The 2k full factorial designs of the experiment is a specific case of the full factorial where each k factor can assume only two values. In this case, 2k is all the possible combinations of factors.


For the execution of this test, we can use the Yates algorithm. For setup, this test, the first step is write the combination of factor in this way:

  • Assuming that each factor of the test can assume high or low value, so we are + for high and – for low;
  • Now write all the combination of value, for example for a three factor (a,b,c) we have:
    1. – – – that means a=low, b=low, c=low;
    2. + – – that means a=high, b=low, c=low. It can be also rappresented as a;
    3. – + – that means a=low, b=high, c=low. It can be also rappresented as b;
    4. + + – that means a=high, b=high, c=low. It can be also rappresented as a,b;
    5. – – + that means a=low, b=low, c=high. It can be also rappresented as c;
    6. + – + that means a=high, b=low, c=high. It can be also rappresented as a,c;
    7. – + + that means a=low, b=high, c=high. It can be also rappresented as b,c;
    8. + + + that means a=high, b=high, c=high. It can be also rappresented as a,b,c;


Now we need to make the calc in image1:

image1 - Yates algorithm calc
image1 – Yates algorithm calc

where:

  • Effect: represent the combination of high value of the n=3 independent variable as explained first;
  • Run1 and Run2: is two-run (r=2) of test and represent the value observed at the end of the test (our Y);
  • Sum: is the sum of run1 and run2 for each effet;
  • Col1: for the first 4 value is the sum of adjacent pair of summed responses, for example (E2) 82 = (D2) 41 + (D3) 41; for the last 4 value is the difference of adjacent pair of response, for example (E9) 11 = (D9) 37 – (D8) 26;
  • Col2: is made in the same way of Col1 but on the value of col1;
  • Col3: is made in the same way of Col1 but on the value of col2;
  • Estimate (of impact): is Col3 / r*2^n, where n is the number of indipendent variable, r is the number of run, 2 is the possibile value (+ or -)

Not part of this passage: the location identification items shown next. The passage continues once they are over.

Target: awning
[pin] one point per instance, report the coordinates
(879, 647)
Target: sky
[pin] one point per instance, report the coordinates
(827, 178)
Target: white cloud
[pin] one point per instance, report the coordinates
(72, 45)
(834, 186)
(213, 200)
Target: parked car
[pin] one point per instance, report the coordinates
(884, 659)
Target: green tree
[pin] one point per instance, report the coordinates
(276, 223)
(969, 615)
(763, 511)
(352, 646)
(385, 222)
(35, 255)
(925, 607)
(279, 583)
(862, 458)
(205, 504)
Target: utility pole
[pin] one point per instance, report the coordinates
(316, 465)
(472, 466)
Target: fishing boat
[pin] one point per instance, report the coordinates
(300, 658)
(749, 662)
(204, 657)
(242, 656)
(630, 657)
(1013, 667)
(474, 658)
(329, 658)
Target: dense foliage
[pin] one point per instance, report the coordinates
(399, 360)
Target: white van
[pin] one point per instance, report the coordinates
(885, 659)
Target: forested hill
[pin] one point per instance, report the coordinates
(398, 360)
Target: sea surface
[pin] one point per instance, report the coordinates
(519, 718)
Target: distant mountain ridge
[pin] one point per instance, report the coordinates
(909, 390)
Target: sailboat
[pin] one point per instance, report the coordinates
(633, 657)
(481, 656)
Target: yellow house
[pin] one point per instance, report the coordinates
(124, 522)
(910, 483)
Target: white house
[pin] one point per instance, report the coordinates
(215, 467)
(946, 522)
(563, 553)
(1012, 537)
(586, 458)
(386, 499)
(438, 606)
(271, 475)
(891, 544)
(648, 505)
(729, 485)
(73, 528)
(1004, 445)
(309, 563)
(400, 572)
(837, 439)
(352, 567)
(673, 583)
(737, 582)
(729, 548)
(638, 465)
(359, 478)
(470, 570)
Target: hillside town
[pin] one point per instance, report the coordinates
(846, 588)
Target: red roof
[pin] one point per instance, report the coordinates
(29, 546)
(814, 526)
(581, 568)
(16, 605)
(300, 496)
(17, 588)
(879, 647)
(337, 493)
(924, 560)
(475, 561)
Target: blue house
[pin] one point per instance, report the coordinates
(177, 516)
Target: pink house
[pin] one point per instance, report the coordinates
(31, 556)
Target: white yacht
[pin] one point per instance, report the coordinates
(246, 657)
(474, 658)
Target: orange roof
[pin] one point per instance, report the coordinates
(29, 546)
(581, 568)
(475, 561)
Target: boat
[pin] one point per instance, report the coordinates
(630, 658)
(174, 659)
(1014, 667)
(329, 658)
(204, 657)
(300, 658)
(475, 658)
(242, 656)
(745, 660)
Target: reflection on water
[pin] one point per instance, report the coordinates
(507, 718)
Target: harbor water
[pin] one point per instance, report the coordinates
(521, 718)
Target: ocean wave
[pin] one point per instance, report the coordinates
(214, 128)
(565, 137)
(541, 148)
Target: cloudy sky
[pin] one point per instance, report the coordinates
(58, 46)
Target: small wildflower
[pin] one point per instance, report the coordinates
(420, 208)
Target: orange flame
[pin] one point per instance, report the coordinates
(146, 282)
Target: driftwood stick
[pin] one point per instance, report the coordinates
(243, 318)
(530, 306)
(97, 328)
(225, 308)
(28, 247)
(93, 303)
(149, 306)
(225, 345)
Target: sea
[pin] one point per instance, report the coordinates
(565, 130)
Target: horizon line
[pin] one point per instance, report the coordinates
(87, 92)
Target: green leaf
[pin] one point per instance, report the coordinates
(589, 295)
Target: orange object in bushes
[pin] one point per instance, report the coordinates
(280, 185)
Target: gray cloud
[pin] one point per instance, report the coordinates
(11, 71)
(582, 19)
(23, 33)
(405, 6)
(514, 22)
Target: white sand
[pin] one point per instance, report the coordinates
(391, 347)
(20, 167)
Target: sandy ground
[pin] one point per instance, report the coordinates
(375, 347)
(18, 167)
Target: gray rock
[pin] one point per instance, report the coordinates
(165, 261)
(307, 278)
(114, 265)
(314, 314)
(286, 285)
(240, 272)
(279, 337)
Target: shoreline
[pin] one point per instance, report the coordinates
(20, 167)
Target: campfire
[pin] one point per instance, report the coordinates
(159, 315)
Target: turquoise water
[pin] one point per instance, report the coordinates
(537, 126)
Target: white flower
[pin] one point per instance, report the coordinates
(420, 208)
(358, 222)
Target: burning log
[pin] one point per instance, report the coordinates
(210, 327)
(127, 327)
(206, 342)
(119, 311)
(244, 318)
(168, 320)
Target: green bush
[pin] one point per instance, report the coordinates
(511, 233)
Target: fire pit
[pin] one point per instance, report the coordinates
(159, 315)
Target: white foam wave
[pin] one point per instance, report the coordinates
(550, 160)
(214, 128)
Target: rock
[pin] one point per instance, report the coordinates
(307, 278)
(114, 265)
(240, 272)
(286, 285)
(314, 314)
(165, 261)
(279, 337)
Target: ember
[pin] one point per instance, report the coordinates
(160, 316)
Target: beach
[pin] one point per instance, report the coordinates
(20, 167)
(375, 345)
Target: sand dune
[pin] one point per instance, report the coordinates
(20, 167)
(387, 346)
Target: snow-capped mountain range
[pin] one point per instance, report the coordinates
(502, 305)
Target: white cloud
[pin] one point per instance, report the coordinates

In this example, it seems that C has a high estimated impact on the dependant variable. To assess if this impact has a statistical significance, we can make an ANOVA hypothesis test for each combination of values.

In image2 we can look at the calc for the ANOVA test:

image2 - Anova test
image2 – Anova test

where:

  • SS is the sum of squared for all combinations. Is calculated as (COL3^2)/(r*(2^n));
  • Response squared run 1 is simply the square of Run1, the same for the run2;
  • Df is the degree of freedom, that is 1 for each vale except for the error that is 2^n *(r-1)
  • Sum of response squarred is only the sum of the two respons squared column (it’s a single value in A15);
  • MS = SS / DF exepct for the MS of the error that is MSerror= sum of all SS / DF
  • F (the statistics) if finally calculated as: F=MS/MSError


Finally we have our F statistics and we need to get the critical value from the F statistics table. In this case we have df1 =1 and df2 = 8 that is 2^n*(r-1) and we select alpha = 0,05. So F(df=1; df2=8; alpha= 0,05) = 5,3177 so the test denote that only the factor C have a significant impact.